Given the context of the quesiton provided, we can assume there are no issues concerning sequential observations that may have an underlying structure which should be considered.

Summary:

data1 - Yes, the p-values for each test statistic are below \(\alpha = 0.05\), which means that we can reject the null hypothesis of the intercept and slope being equal to zero. Additionally, we see that the model explains 66.65% of the variability in the response variable (y). Pertaining to the condition checks, there are not many data points for all the sets provided so it is difficult to determine whether the normal distiribution, as well as other model validations, have been met; therefore, we will use the qqPlot package from the car library to draw a confidence band around the residuals to see if their variation is due to more than just natural occurrence. In this case, there is one point that appears to fall on the line of the confidence band so, if this situation were brough up in practice, I would most likely report the correlation along with a note that specifically outlines this issue as a possible shortcoming.

data2 - No, from the initial inspection we see that the data do not follow a linear pattern. It appears a quadratic equation would produce a better fit. The following condition checks provide further support that the data do not follow a linear pattern and a linear regression model should not be used despite the fact that this data has the same summary statistics (\(\mu\),sd, r-squared,\({ \beta }_{ 0 }\),\({ \beta }_{ 1 }\), etc.) as the data1 set.

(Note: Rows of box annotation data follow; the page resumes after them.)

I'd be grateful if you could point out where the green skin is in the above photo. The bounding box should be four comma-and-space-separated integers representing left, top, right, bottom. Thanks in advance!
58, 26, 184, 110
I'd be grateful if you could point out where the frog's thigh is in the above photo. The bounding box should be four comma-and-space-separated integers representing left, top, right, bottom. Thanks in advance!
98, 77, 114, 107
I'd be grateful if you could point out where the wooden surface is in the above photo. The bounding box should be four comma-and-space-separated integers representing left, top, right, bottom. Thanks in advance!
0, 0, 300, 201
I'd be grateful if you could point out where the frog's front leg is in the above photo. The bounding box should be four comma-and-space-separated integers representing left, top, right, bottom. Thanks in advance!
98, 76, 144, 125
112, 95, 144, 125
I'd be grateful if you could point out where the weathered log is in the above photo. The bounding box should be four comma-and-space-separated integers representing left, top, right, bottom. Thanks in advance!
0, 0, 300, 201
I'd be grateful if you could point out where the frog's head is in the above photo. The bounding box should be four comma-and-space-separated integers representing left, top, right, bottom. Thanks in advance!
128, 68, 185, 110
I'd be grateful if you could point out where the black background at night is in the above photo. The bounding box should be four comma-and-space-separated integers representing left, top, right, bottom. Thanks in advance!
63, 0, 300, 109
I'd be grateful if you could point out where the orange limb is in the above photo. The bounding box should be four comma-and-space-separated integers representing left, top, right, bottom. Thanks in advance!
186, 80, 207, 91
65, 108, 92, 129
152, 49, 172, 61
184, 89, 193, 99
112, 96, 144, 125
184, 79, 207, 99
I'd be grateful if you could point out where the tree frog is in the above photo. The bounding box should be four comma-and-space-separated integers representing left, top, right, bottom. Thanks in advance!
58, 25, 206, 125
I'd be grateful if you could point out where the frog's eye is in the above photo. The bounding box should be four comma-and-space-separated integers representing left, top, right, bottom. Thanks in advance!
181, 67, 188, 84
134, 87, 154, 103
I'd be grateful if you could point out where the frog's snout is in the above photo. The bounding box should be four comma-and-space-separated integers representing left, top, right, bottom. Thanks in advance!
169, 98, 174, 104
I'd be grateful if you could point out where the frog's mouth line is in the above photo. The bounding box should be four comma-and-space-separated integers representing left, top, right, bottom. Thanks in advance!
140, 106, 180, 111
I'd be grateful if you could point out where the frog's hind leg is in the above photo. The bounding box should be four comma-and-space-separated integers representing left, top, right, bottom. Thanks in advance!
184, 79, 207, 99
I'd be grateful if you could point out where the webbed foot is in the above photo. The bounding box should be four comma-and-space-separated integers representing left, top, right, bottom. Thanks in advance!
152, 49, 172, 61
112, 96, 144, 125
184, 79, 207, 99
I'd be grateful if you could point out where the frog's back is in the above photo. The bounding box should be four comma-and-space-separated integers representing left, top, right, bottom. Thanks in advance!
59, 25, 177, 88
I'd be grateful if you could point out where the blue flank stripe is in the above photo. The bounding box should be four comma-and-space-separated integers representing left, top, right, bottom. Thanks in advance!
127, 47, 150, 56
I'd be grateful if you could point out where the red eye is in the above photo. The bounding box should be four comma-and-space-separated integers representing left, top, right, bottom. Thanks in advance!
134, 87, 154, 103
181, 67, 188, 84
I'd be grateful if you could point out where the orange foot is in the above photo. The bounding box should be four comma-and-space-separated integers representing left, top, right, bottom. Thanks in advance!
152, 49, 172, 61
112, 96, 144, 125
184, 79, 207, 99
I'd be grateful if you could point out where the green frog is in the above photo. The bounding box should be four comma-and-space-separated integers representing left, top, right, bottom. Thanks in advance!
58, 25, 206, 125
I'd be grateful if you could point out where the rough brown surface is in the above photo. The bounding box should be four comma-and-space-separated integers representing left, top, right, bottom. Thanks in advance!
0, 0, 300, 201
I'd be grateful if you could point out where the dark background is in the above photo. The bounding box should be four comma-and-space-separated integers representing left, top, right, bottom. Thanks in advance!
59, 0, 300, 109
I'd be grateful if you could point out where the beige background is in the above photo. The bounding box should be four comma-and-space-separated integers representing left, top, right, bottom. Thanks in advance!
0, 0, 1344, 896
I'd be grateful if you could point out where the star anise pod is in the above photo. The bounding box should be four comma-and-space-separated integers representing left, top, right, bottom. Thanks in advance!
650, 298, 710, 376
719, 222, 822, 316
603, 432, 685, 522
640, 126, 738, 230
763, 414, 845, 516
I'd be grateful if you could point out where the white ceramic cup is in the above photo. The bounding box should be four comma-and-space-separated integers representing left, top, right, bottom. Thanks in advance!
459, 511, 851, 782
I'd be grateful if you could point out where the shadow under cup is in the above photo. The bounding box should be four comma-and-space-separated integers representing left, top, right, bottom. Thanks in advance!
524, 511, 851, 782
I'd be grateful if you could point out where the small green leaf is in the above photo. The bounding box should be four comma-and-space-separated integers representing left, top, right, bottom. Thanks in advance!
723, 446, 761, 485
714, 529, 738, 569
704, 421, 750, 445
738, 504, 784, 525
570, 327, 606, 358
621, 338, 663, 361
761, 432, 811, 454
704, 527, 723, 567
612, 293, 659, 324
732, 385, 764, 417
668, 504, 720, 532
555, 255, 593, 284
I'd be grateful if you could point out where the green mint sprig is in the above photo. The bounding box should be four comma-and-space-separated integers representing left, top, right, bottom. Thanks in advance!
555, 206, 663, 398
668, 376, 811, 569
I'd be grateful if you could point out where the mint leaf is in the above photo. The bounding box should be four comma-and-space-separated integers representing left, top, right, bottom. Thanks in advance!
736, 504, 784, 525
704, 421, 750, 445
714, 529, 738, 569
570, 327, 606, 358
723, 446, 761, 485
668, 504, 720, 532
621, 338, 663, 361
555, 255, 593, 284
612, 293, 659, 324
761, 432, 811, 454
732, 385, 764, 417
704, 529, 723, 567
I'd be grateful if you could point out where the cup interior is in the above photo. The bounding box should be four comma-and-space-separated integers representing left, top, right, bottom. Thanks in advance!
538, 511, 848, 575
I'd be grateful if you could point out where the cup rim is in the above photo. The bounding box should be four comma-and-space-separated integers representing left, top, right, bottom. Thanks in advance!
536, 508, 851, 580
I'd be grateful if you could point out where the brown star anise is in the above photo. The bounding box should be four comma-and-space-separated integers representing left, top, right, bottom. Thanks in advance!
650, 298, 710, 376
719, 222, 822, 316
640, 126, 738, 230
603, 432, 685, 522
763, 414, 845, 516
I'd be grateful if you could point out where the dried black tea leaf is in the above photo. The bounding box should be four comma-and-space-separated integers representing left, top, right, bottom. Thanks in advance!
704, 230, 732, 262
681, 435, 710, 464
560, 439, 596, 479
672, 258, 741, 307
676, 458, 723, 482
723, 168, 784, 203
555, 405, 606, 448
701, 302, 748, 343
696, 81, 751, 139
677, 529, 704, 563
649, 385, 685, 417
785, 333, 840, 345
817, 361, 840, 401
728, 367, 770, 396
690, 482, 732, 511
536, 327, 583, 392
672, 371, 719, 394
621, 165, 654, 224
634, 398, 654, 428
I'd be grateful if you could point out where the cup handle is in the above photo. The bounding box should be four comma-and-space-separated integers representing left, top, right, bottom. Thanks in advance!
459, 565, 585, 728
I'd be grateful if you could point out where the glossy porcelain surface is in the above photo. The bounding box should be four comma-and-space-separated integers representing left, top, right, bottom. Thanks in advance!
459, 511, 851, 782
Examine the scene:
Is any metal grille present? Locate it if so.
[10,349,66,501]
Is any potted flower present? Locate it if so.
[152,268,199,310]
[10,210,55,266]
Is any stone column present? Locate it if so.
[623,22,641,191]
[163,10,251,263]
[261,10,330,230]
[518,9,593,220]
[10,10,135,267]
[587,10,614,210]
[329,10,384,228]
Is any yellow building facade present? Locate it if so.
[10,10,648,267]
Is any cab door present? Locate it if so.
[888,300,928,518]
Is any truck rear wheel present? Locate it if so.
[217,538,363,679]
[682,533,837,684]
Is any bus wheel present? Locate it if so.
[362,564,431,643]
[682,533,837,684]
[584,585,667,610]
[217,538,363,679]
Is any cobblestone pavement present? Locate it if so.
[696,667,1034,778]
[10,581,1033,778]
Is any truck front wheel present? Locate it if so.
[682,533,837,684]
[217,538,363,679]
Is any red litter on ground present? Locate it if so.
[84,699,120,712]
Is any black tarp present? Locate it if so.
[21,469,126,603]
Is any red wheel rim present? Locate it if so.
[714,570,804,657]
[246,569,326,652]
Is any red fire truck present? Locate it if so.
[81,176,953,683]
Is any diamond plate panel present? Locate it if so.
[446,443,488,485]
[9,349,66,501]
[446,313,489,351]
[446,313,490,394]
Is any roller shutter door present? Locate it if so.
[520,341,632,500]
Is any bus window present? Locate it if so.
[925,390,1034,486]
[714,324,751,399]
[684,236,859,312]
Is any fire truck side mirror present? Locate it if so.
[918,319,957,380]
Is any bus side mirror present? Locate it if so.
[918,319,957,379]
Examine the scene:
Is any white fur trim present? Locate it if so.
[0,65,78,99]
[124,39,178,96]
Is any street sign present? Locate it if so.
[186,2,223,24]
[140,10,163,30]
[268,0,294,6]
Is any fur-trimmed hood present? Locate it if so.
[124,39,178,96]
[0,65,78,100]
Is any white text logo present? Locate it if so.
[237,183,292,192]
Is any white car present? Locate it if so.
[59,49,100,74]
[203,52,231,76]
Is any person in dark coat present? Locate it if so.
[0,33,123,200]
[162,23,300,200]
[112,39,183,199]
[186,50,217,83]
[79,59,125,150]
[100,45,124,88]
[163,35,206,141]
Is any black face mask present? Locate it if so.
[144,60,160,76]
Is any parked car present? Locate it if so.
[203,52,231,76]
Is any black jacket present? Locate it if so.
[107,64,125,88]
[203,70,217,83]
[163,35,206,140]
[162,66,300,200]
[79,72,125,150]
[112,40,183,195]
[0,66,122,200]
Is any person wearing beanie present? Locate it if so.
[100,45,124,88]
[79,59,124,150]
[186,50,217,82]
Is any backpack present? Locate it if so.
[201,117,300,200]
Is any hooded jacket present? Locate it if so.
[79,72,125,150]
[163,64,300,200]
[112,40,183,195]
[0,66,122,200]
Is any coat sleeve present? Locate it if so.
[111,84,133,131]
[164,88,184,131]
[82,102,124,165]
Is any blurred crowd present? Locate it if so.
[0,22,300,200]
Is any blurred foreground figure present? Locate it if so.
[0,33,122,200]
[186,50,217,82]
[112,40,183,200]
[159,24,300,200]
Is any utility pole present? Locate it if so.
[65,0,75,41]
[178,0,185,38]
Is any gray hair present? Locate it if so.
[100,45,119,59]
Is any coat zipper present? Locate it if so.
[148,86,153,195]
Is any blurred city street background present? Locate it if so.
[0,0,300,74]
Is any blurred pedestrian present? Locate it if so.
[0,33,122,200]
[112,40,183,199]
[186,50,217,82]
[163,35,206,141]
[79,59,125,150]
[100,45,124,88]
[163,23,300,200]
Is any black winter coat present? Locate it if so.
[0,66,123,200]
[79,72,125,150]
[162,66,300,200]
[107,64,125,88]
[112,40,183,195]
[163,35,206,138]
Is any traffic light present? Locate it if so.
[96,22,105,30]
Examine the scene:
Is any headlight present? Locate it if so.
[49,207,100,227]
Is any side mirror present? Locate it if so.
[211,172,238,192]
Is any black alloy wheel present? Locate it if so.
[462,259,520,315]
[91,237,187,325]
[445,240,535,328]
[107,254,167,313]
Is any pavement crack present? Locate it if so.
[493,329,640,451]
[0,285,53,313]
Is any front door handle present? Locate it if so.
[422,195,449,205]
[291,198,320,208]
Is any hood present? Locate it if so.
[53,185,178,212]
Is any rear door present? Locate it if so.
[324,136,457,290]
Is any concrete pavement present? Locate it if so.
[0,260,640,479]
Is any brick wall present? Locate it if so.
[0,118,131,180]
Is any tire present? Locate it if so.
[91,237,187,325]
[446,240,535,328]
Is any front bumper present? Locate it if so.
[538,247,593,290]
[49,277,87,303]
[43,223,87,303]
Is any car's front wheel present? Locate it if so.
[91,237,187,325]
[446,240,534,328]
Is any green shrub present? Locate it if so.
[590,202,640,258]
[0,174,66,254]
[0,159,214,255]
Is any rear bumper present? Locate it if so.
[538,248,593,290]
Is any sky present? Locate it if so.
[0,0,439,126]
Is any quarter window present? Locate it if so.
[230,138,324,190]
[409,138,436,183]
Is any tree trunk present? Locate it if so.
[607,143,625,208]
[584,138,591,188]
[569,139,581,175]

data3 - Yes, while there appears to be a point of high leverage that is affecting the model, We can see that if the outlying point was removed, the resulting line would appear to be similar. However, due to this point, the conditions noted above are not being met since the residuals are not nearly normal and the variability of the residuals is not nearly constant. Therefore, if we really faced this data in practice, further investigation on the outlying point should be performed. Additionally the issues with the outlying point would be noted, as explained in the data1 summary.

data4 - No, this data has a point of high leverage and unlike the data3 set, the linear model is significantly affected. Note, with the outlying point removed, the line would be vertical. The conditions checked above provide further suppor that a linear model is not a good fit for the data.

Explain why it is important to include appropriate visualizations when analyzing data. Include any visualization(s) you create. (2 pts)

Answer:

It is important to include appropriate visuaztions when analyzing data because we must use these representations to make judgements about whether the necessary conditions are being met. It is not enough to simply look at the resulting values in order to determine whether a model is a good fit. For example, in the previous problem, we see that all four data sets have the same summary statistics (\(\mu\),sd, r-squared,\({ \beta }_{ 0 }\),\({ \beta }_{ 1 }\), etc.); however, they are all very different from one another. I have created visualizations in the previous problem to show how they should be appropriately used.